Exklusiv: iPhone 7s wird dicker, hat aber kleineren Kamerabuckel

Sebastian Trepesch
1

Apple soll das Gehäuse des iPhone 7s in einem anderen Material fertigen als den Vorgänger iPhone 7. Stellt sich die Frage: Bleiben die Maße identisch? Nein: Informationen, die uns zugespielt wurden, zeigen ein dickeres Gehäuse – aber auch einen kleineren Kamerabuckel.

iphone-7s-masse-skizze

Es wird wohl minimal höher, minimal dicker und minimal breiter: Die uns aus einer glaubwürdigen Quelle zugespielte Schemazeichnung oben zeigen das neue iPhone 7s im Vergleich zum iPhone 7. Das Bild lässt erkennen, dass der Nachfolger des aktuellen Modells um zwei bis drei Haaresbreiten zulegt. Die genauen Maße (die offiziellen Angaben von Apple sind normalerweise auf eine Nachkommastelle gerundet):

  • iPhone 7: 138,31 x 67,14 x 7,1 Millimeter
  • iPhone 7s: 138,44 x 67,27 x 7,21 Millimeter

Schuld daran trägt vermutlich das neue Material des iPhone 7s: Laut diverser Gerüchte und Insider-Informationen aus den letzten Wochen wird das neue Modell ein Gehäuse aus Glas, statt wie bisher aus Aluminium, bekommen. Damit verschwinden könnten nicht nur die Antennenbänder verschwinden, sondern auch kabelloses Laden ermöglicht werden.

Derartige Größenanpassungen nimmt Apple nicht das erste Mal bei einem als identisch geltenden Gehäuse vor: Schon mit dem iPhone 6s wuchs das Gehäuse um Bruchteile von Millimetern:

  • iPhone 6: 138,1 x 67,0 x 6,9 Millimeter
  • iPhone 6s: 138,3 x 67,1 x 7,1 Millimeter

Im Alltag stört das zwar nicht, der Unterschied ist aber für perfekt zugeschnittene iPhone-Cases relevant: Viele Cases für das iPhone 6 passen nicht optimal auf das iPhone 6s. Ähnliches erwarten wir auch beim iPhone 7s.

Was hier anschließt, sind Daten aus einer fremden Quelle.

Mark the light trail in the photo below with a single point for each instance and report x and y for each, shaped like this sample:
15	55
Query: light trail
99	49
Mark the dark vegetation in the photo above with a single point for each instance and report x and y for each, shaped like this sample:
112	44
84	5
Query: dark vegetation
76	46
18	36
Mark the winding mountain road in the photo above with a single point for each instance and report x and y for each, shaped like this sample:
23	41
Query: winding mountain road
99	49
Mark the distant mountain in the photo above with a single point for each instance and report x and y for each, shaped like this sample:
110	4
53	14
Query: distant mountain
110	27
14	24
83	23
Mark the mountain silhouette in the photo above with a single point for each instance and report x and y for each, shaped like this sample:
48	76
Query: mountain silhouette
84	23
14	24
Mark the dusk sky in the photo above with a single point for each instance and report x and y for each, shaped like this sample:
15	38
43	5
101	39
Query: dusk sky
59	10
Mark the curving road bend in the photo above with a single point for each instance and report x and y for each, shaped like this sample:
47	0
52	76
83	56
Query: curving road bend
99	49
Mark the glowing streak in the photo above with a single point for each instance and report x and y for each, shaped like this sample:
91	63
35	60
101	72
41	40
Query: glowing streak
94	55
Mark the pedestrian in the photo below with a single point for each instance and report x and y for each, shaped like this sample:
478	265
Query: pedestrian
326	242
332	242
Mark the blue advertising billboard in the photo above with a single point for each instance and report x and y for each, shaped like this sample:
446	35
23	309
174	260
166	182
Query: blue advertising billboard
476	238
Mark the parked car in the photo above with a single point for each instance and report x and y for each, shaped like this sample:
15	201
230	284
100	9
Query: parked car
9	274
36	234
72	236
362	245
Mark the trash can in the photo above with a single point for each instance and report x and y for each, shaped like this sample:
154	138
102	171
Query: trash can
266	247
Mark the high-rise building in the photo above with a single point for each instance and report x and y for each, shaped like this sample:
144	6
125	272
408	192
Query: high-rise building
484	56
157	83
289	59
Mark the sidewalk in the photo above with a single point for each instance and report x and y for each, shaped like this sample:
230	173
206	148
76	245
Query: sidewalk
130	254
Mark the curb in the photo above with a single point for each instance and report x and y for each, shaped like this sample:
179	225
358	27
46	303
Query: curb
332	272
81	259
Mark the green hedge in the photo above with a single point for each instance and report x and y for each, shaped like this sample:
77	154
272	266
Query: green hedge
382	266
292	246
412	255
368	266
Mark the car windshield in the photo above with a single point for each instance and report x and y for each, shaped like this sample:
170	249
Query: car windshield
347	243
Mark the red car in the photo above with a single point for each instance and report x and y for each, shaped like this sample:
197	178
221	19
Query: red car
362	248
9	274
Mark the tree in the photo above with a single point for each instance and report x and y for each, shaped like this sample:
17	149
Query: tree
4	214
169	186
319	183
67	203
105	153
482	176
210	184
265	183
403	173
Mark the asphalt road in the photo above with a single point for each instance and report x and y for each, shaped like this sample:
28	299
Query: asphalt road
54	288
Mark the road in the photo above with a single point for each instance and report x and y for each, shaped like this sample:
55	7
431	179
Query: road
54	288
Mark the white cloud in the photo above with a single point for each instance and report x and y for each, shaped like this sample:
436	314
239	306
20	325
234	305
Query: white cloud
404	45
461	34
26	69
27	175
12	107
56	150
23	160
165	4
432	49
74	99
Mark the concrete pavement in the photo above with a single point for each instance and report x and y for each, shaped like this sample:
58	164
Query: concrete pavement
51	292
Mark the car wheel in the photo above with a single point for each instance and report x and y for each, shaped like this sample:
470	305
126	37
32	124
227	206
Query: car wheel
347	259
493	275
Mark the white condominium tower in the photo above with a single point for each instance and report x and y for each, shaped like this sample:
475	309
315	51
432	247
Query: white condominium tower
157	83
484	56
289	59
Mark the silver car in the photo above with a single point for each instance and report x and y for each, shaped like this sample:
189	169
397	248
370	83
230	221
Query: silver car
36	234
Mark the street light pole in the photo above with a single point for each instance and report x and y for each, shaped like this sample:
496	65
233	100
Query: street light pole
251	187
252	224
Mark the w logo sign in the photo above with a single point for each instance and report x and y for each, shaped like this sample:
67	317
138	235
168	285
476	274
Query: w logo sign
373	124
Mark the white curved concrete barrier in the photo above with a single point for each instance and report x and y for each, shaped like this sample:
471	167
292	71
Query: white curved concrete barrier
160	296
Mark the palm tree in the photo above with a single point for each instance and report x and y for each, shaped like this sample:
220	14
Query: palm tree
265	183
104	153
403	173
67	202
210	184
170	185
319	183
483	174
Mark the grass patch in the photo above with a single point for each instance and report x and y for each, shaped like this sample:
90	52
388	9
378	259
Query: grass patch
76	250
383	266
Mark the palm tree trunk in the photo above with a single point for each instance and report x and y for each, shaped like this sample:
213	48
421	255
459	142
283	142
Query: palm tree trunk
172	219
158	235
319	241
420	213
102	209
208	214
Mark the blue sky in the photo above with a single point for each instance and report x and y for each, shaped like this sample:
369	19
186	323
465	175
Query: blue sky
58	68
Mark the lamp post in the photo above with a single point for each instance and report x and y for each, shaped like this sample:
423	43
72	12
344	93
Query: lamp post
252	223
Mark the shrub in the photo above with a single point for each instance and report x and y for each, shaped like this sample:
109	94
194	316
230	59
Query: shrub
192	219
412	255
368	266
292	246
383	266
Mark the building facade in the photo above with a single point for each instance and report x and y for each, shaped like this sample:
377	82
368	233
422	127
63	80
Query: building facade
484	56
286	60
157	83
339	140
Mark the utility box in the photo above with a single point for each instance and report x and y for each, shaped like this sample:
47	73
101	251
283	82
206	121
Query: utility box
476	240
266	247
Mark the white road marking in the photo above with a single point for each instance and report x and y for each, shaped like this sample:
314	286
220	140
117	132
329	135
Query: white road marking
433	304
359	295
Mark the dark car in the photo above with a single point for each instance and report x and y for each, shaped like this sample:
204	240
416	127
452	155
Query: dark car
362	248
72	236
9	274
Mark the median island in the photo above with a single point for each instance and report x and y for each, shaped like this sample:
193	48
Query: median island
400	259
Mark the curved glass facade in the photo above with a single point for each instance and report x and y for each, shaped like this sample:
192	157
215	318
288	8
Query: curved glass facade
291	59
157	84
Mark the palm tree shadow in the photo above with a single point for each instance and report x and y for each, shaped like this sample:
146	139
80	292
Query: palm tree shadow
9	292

Kamerabuckel des iPhone 7s wird kleiner

Die Schemazeichnung verrät eine weitere äußerliche Änderung: Der Kamerabuckel wird deutlich kleiner, die Dicke des iPhones auf Höhe der Linse sinkt von 8,18 Millimeter auf 7,92 Millimeter. Berücksichtigt man das dickere Gehäuse, steht die Kamera bei dem iPhone 7s nur noch 0,71 Millimeter statt 1,08 Millimeter aus dem Gehäuse heraus. Damit schwächt Apple einen der größten Kritikpunkte an den zwei iPhone-Vorgängergenerationen ab.

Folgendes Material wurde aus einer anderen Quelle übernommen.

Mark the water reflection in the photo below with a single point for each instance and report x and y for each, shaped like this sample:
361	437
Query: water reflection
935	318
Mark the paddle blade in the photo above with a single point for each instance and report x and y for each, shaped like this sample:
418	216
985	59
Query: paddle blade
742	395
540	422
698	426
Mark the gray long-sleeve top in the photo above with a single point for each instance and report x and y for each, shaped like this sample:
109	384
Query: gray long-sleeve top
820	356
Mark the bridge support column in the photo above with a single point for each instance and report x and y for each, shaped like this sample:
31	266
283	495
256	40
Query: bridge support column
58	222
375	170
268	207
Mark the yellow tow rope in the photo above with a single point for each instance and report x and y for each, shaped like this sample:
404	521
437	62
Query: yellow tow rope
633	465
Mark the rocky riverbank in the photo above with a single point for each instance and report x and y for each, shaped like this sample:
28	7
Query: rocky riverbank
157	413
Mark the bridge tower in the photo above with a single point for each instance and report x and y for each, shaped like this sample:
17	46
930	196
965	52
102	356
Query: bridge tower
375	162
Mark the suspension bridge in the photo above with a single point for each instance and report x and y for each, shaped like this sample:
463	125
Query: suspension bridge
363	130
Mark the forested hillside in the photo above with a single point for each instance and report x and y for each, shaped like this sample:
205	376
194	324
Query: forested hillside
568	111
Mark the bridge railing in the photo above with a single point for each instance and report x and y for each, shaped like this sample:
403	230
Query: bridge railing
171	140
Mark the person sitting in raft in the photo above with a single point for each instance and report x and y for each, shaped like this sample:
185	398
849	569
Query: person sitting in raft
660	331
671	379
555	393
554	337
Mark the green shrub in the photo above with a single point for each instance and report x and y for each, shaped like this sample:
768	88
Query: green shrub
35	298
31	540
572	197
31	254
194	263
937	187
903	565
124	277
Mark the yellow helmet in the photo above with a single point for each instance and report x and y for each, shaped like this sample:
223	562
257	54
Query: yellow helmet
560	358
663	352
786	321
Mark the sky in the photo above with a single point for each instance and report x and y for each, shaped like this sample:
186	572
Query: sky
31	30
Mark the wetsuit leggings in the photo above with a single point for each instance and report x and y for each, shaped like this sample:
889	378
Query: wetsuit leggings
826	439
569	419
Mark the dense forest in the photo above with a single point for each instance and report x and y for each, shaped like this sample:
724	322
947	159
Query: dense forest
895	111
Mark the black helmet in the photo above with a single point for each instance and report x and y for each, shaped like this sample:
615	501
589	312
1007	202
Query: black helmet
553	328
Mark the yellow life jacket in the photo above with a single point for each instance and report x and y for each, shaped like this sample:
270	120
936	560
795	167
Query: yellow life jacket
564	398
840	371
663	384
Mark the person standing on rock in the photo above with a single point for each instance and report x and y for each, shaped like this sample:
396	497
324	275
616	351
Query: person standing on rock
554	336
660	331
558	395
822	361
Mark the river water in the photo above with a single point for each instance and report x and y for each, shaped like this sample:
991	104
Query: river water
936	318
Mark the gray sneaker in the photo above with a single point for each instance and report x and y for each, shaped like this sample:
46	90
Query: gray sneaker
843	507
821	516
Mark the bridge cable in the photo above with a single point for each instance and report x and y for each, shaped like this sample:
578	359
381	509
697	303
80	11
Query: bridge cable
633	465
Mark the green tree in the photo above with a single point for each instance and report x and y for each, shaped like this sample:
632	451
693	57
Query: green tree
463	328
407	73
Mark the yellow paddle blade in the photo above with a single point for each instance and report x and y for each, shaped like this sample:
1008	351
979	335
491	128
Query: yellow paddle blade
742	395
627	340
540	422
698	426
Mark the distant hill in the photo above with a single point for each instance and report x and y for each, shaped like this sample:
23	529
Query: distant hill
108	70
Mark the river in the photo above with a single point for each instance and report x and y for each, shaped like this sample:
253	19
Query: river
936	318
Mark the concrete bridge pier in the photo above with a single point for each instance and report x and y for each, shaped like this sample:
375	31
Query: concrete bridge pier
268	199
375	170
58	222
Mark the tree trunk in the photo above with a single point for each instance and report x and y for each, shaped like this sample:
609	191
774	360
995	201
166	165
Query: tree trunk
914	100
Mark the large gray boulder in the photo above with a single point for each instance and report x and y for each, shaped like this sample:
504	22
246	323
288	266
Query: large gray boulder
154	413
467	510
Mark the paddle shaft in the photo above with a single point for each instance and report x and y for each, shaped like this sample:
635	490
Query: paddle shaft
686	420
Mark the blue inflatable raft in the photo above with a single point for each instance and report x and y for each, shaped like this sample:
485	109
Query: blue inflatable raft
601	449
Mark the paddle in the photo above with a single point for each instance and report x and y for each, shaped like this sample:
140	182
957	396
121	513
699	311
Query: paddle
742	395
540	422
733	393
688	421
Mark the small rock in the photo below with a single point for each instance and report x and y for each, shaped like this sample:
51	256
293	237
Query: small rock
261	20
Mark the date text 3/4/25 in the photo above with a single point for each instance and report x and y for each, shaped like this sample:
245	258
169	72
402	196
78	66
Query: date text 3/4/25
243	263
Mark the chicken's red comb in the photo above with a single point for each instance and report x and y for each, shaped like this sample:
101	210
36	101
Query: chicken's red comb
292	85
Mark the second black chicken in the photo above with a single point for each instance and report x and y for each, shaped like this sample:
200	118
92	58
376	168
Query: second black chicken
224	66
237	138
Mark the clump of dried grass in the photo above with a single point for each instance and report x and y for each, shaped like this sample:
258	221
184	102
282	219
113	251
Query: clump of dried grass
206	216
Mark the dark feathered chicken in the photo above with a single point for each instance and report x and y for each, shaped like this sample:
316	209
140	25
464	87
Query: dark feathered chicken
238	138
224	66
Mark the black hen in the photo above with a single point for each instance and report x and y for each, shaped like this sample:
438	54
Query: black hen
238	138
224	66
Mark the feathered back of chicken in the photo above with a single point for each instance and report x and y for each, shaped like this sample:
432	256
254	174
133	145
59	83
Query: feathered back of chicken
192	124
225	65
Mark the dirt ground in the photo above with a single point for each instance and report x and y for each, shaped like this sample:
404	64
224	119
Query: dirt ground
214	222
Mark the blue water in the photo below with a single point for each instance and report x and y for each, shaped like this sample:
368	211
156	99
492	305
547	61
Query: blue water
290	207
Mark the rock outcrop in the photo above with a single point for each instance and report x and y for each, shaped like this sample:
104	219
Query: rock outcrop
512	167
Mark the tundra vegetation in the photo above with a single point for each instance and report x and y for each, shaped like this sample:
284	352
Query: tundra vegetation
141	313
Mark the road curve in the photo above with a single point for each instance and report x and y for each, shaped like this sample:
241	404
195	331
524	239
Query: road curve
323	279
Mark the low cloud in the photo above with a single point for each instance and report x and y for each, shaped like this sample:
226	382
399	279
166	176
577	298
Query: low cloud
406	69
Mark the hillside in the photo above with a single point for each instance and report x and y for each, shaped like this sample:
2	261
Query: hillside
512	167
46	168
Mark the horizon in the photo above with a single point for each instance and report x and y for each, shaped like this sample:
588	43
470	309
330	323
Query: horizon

Ob das Kameradesign des neuen Smartphones dem des iPhone 7 mit der sanft abfallenden Linie, die nahtlos ins Gehäuse integriert ist, entspricht oder doch eher früheren iPhones und dem neuen iPad Pro 10,5 gleicht, ist in der Skizze schwer zu erkennen. Schon das Material deutet aber eher auf letzteres hin, denn Glas ist erheblich schwerer in Form zu bringen als Aluminium. Die Linse ist also wahrscheinlich wieder in einem aufgesetzten Ring integriert.

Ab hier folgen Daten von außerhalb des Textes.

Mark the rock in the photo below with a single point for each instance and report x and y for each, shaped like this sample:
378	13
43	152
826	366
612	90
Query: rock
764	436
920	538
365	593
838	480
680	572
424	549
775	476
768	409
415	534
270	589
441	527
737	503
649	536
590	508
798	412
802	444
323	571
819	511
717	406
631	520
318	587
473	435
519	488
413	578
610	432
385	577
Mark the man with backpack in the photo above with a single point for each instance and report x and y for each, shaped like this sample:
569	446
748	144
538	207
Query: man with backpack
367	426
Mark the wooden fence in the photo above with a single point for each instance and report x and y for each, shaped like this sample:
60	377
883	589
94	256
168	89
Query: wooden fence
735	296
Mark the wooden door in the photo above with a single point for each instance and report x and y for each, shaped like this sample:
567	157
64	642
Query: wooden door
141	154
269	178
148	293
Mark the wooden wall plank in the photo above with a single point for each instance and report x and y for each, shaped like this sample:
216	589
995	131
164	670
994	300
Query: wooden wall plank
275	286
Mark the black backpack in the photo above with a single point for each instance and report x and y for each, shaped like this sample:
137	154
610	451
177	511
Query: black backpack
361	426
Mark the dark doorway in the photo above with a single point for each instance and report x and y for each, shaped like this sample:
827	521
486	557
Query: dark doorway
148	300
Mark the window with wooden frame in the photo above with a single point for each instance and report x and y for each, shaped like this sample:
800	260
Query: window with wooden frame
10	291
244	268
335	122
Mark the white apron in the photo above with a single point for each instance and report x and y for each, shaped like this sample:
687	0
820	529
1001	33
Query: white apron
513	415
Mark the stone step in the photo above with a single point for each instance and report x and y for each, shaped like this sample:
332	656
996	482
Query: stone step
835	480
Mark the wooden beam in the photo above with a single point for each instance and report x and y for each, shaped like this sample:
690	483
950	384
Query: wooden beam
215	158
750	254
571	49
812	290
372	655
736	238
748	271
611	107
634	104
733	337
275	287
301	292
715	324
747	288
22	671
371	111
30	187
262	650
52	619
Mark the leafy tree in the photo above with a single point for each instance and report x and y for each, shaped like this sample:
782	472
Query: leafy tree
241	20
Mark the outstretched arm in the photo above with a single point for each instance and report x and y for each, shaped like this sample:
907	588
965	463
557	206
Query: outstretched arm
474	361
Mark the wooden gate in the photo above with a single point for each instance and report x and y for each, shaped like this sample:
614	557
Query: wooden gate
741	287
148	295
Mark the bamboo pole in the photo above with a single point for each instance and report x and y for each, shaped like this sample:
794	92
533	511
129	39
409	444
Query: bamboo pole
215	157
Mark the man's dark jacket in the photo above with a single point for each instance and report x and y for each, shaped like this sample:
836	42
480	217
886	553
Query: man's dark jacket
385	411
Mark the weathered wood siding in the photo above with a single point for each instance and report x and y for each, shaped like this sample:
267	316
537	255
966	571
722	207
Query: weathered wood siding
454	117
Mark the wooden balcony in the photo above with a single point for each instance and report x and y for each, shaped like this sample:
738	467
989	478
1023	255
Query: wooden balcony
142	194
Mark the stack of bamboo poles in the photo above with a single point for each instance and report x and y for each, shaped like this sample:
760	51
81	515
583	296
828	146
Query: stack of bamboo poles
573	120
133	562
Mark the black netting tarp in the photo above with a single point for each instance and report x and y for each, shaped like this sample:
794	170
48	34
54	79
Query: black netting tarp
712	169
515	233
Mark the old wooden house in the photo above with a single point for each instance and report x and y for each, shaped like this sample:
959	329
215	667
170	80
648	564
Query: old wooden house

Die Schemazeichnung von iPhone 7 und iPhone 7s haben wir über den  aus dem Umfeld des iPhone-Fabrikanten Foxconn aus China bekommen. Aus dieser Quelle stammt auch der kürzlich vorgestellte Dummy des iPhone 8, hier im Video und in Bildern:

280.124
iPhone-8-Dummy im Hands-On
iPhone-8-Modell in unseren Händen: So sieht es aus

Mitte September wird Apple – so die Gerüchte – drei iPhones vorstellen: iPhone 7s und iPhone 7s Plus als direkte Nachfolger der aktuellen Modelle. Highlight soll aber das iPhone 8 (oder Apple Phone oder ein ähnlicher Name) werden – mit großem Display und fast randlosem Design.